Accountability in Cybersecurity is a Two-Way Street

July 29, 2019

The biggest story in cybersecurity this past week was the eye-popping $5 billion dollar (that’s billion with a B) fine the FTC placed on Facebook for not adequately fulfilling its responsibilities to protect its consumer’s data. Probably just as painful to Facebook, and its CEO, as the fine itself is having to publicly acknowledge their failure to be adequately accountable to the individuals who trusted them.

Entities that fail to fulfil their obligations to protect individuals from abuse of their data obviously ought to be called out and be expected devote the time and resources to fulfil their responsibilities under the law.

This is just as true for government entities as it is for those in the private sector – arguably more so.

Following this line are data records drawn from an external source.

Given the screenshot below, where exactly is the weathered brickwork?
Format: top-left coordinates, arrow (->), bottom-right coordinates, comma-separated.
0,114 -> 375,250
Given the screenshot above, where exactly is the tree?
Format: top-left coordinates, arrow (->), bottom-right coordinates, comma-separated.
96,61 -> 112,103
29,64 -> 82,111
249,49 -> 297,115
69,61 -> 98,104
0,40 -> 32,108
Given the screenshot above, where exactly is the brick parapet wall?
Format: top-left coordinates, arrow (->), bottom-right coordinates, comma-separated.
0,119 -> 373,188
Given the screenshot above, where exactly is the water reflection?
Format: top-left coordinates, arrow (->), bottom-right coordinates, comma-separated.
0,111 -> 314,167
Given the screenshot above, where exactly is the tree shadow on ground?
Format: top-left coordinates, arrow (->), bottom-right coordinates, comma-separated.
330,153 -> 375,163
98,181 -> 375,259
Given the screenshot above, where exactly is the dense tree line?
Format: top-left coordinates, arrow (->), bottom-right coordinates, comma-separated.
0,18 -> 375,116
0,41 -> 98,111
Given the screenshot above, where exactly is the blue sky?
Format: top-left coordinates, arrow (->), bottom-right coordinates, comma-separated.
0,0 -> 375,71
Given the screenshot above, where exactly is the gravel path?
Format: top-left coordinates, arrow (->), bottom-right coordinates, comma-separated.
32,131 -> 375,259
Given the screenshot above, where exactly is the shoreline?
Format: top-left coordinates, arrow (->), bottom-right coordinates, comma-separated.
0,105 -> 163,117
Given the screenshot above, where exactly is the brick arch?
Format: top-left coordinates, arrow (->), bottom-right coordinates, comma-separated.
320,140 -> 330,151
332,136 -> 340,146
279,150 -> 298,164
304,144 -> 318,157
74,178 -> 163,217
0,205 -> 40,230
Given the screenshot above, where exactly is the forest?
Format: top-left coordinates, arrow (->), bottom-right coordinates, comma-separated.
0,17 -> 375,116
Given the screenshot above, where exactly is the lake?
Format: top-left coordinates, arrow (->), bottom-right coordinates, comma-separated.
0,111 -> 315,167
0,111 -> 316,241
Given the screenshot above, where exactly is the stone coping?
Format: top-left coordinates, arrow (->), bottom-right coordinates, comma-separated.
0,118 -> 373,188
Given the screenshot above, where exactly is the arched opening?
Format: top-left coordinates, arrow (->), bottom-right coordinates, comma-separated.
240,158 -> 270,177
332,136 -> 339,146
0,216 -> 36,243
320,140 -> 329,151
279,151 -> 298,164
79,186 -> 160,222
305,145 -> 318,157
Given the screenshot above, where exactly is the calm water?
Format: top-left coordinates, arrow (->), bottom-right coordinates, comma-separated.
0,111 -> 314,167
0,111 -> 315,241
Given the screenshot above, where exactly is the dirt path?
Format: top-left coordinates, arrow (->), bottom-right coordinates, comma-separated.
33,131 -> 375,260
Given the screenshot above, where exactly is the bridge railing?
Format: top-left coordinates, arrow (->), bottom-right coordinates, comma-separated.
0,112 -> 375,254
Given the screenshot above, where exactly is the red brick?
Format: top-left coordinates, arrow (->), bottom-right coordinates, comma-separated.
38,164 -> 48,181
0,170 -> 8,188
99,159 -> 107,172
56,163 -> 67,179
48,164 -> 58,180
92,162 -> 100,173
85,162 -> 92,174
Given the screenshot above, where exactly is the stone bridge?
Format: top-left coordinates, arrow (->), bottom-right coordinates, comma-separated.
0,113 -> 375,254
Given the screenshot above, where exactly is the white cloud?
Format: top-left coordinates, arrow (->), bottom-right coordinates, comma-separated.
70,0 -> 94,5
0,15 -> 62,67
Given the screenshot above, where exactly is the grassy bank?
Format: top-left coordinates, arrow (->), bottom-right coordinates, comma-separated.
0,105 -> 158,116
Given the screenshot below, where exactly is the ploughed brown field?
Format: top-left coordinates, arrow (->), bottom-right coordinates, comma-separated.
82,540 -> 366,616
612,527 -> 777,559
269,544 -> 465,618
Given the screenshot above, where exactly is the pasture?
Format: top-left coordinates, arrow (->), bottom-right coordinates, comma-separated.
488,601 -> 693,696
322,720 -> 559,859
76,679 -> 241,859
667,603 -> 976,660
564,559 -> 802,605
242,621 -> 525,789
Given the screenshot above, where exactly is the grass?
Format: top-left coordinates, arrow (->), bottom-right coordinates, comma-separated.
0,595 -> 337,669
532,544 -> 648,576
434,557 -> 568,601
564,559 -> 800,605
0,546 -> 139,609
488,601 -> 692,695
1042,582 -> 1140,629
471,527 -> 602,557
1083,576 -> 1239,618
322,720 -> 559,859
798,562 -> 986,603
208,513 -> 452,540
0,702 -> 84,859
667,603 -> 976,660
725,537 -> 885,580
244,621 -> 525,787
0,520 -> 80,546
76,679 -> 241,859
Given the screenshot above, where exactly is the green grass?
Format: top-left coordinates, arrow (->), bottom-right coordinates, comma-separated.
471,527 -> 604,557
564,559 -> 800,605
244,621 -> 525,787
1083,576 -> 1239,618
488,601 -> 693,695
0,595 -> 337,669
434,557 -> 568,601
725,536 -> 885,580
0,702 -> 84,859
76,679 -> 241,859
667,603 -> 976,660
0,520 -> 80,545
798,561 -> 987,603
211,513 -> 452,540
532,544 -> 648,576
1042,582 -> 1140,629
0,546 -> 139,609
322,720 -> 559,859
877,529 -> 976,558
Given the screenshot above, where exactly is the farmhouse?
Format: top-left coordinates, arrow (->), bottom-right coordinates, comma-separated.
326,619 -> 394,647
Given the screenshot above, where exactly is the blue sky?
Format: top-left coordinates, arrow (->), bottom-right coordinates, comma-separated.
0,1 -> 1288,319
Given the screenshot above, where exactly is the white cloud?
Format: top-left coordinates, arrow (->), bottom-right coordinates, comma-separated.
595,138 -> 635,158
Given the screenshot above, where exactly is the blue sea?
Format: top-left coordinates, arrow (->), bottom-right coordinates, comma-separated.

Nowadays you can’t open a news site without seeing a story about private entities being victimized by cyber attackers.  Despite the fact that cyber criminal activity has been a massive problem for years, government – at all levels – is failing to adequately respond.
While properly calling on industry to be accountable, government failing to be accountable to the citizens it has the responsibility to protect. Government should be at least as trustworthy as industry.

Depending on how you define “cyber-crime” multiple sources place its impact somewhere between hundreds of billions of dollars a year and a trillion (that’s trillion with a T) dollars a year and growing dramatically.

When one thinks back to all the high profile cyber attacks over the past few years, in classic blame the victim mode, you can see all sorts of press and government critiques of the organizations who have been attacked, and virtually no mention of the fact that none of the criminals who actually broke the law and attacked these private entities have ever been brought to justice.

Some commenters are relying on the outdated mantra that all you need to do is follow basic security hygiene (certainly a good idea) to prevent attack. Such empty rhetoric belies a fundamental misunderstanding of the actual complexity of cyber security and the increasing sophistication of the modern cyber criminals.

We now know many cyber-attacks are launched by nation states, or state-affiliated criminals that private companies have no chance of defending themselves against. The NSA has documented the North Koreans are in the bank robber business and were largely responsible for the not-Petya Ransomware attacks that recently crippled and robbed thousands of private organizations. The Chinese have been stealing our intellectual property for decades (no one innovates at 10%-12% a year as the Chinese have done — you accomplish this be stealing your competitor’s property) and that is just part of problem.

The nation-state issue is just the tip of a massive iceberg. The 2018 Symantec Report on cybercrime found that. “Cyber criminals at the high end are as technically sophisticated as the most advanced information technology companies and like them have moved quickly to adopt cloud computing artificial intelligence software as a service (cyber-crime as a service) and encryption.” The Report also illustrates how the criminals have leveraged crypto-currency to make it ever easier to monetize their ill-gotten gains.

The report concludes with this stark assessment “Cybercrime is relentless, undiminished and unlikely to stop. It’s just too easy, rewarding and the chances of getting caught are far too low. Cybercrime also leads on a risk to payoff rate. It is a low risk crime with high profits. A smart cybercriminal can easily make millions without fear of being caught.”

In the blogosphere we will occasionally hear calls for greater cyber deterrence. Maybe the best way to deter cyber crime is to begin to put the criminals in jail Best estimates is that at best we successful prosecute maybe 1% of cyber criminals. Government needs to be accountable for this failure.

To be clear, our problem is not that we don’t have expert and dedicated individuals in our law enforcement communicates working on cyber-crime –we do.  The problem is that our policy makers have not provided them with enough tools, including the legal structures –domestic and international — as well as adequate personnel and technology to compete with the modern cyber criminals.

Metaphorically our law enforcement team is NFL quality, but so are opponents.  And while we are putting 11 players on the field, they are playing with a hundred players and they don’t follow the rules.

I’m fine with pushing Big Tech to evolve their practices and be more accountable to protect us. I just want government to be accountable too. To face the cyber- crime epidemic, we need less finger pointing and more joining of hands.